Begun as a committee of the New York Civil Liberties Union, later became part of the ACLU, Children’s Rights stood on its own in 1995.
One reason for the demise of our foster-care system is that foster children, as a class, are almost completely without power. They are falling through the cracks of this antiquated American system. Marcia and her organization are there to represent these children and are having success at shoring up some of the holes.
“The problem is that the system lacks accountability,” says Marcia in a recent interview. “Systems tend to be neglected and states must be forced to provide adequate care. So we use the courts to force them.”
Marcia Lowry with Margaret Ayers, of the R.S. Clark Foundation.
“The problem is that the system lacks accountability,” says Marcia in a recent interview. “Systems tend to be neglected and states must be forced to provide adequate care. So we use the courts to force them.”
In effect, Marcia and her dedicated team shine a light on the darkest recesses of foster care, forcing governments to improve such care with the beam they provide.
The dedicated staff of Children’s Rights in New York.
Marcia notes that abuse and neglect in foster care is easy to illustrate and the media focuses on its failings regularly. “The more difficult issue is how to address systemic failure and move towards positive outcomes,” she says.
Foster care is supposed to be temporary. Currently 500,000 children in the United States live in foster care. The majority of kids who enter foster care are eventually reunified with their parents, and others get adopted out of the system.
These are the ideal outcomes — children who regain the stability of permanent families — ideally as quickly as possible. For the remaining children, the outlook is grim. About 25,000 young people age out of child welfare systems nationwide every year, representing a lost generation.
The longer kids stay in foster care — and especially if they age out without permanent families or adequate resources for making the transition into independent adult life — the bleaker their outlook becomes.
The costs associated with the failure of foster care cannot be understated. Through negative early experiences, former foster children have a disproportionate rate of homelessness, sickness, drug addiction, and encounters with the criminal justice system.

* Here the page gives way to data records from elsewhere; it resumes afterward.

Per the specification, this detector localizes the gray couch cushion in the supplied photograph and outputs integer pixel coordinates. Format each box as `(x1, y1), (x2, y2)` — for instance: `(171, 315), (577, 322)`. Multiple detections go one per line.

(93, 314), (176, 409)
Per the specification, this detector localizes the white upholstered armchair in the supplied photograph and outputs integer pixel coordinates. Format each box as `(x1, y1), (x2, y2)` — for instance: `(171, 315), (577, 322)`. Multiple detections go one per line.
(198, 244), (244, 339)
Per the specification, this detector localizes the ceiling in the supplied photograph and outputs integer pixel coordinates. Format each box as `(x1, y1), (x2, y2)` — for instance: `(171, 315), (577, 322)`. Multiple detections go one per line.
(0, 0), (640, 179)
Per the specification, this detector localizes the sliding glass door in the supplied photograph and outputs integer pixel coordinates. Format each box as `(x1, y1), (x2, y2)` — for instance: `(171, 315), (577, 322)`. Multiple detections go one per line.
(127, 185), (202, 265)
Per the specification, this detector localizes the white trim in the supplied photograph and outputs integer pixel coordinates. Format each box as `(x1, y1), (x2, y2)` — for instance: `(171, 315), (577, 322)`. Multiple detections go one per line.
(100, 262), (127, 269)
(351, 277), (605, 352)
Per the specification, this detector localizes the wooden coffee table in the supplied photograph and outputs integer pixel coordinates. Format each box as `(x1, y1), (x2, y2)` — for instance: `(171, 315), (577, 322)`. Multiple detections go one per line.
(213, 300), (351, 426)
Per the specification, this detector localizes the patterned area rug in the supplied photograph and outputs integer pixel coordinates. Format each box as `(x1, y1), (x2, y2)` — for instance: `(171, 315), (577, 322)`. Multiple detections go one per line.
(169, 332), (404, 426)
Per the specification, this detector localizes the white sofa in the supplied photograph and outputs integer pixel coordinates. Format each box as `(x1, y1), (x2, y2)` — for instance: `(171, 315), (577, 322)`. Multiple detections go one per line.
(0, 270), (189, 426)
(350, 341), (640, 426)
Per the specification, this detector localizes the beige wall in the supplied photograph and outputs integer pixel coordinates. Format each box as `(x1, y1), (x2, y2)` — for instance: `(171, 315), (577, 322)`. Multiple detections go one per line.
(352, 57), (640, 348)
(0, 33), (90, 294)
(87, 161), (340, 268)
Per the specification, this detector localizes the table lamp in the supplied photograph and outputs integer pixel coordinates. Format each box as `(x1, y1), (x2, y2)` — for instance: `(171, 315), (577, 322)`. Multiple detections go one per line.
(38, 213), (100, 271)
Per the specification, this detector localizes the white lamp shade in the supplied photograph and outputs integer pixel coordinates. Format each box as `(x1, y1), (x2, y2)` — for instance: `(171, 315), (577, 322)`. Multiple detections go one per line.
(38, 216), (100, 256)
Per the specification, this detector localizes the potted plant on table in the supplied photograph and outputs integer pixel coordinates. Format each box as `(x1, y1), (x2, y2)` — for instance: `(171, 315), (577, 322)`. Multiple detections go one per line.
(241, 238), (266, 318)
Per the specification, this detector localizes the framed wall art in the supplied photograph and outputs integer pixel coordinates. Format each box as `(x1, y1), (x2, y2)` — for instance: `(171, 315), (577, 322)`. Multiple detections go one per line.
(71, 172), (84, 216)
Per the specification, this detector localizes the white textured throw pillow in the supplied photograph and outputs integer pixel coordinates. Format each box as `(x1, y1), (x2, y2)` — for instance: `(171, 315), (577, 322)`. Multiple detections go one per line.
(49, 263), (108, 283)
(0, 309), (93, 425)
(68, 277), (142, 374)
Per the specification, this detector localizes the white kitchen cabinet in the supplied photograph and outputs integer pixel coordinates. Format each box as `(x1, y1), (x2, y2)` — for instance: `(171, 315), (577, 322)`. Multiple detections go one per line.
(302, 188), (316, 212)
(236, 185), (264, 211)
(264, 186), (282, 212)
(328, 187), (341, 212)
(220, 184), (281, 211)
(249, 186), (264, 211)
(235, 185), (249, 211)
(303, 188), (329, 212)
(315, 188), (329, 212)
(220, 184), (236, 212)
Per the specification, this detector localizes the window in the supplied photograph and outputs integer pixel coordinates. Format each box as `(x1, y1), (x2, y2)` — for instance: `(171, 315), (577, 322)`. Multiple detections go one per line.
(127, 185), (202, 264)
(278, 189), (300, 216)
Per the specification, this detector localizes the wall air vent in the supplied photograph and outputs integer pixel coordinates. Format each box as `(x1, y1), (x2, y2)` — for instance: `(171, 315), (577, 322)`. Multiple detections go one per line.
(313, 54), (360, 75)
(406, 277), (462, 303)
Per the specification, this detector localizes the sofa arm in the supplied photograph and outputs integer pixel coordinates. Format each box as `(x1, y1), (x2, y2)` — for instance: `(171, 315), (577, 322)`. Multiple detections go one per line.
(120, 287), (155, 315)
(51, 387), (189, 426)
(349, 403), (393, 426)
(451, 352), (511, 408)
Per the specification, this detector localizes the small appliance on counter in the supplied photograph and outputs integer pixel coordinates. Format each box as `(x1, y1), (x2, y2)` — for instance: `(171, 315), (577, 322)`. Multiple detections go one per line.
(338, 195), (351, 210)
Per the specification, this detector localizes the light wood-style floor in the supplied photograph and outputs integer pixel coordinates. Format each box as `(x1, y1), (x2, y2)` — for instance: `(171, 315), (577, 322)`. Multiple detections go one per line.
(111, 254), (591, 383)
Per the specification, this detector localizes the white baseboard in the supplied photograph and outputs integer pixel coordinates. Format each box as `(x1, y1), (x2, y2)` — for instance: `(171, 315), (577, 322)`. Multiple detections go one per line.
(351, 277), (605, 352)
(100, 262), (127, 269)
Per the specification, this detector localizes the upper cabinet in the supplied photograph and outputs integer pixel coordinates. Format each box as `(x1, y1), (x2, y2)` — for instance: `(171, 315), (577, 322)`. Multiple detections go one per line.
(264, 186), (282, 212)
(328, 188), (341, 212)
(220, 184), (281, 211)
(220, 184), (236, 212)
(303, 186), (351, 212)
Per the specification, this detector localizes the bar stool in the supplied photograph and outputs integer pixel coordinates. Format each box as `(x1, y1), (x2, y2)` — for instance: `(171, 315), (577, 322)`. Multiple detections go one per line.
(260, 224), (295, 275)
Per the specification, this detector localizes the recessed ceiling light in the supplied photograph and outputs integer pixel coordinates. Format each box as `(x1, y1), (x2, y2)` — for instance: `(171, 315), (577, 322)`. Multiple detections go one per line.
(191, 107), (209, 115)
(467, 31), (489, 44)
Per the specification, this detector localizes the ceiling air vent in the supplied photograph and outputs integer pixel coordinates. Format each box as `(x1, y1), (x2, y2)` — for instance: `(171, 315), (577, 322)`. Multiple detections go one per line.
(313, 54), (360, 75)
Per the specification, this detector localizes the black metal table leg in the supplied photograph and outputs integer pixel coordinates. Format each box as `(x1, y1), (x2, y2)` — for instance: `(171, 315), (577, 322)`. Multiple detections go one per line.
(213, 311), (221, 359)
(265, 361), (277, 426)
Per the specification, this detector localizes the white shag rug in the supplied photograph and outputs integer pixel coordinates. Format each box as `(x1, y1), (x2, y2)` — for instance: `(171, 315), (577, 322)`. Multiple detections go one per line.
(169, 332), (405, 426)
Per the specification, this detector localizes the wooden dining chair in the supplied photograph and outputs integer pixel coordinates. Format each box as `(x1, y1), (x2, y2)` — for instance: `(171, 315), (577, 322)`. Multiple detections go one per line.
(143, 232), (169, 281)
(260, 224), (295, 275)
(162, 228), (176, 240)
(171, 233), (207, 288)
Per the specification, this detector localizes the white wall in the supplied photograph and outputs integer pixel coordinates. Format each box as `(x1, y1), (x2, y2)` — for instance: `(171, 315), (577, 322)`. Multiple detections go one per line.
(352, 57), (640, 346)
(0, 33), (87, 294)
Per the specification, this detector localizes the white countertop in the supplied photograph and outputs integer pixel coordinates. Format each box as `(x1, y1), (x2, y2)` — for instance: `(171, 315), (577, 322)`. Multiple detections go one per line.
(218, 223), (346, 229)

Pearlie Cash, adoptive mother of 9 children in Tennessee
with Children’s Rights paralegal Mavis Asiedu-Frimpong.
It would be far cheaper for taxpayers to insist on proper foster care systems to allow our children to have normal, healthy, and stable lives. The U.S. spends $104 billion each year responding to abuse and neglect.
This figure includes both the money that the U.S. spends annually on its child welfare system (about $24 billion) and the costs associated with the longer-term consequences of providing inadequate child welfare services.
Children’s Rights is working hard to protect these children across the United States. Their goal is to give kids a chance to grow up healthy and safe — in permanent homes with real families – and to have a childhood again.
The problems that Children’s Rights tackles are extremely large and complicated. Figuring out how to do something about them and bring about meaningful, lasting change for the children is the biggest challenge.
I know first-hand how tragic the foster care system in America can be. My family hosted three little Puerto Rican girls who came to us from the hospital where two of them had been admitted with suspected sexual abuse. After nine months of loving them and doing all we could for them, they were awarded back to the father and we never saw them again.
I was devastated to see the little girls who stayed with my family go back. As a foster father, I was not allowed to communicate with them after they left our family.
Marcia Robinson Lowry and her team are there for these three girls – for all the children living in and out of foster care in the U.S. I rest easier knowing that Marcia and the staff of Children’s Rights continue to work unceasingly so that all children in America’s foster care are safe.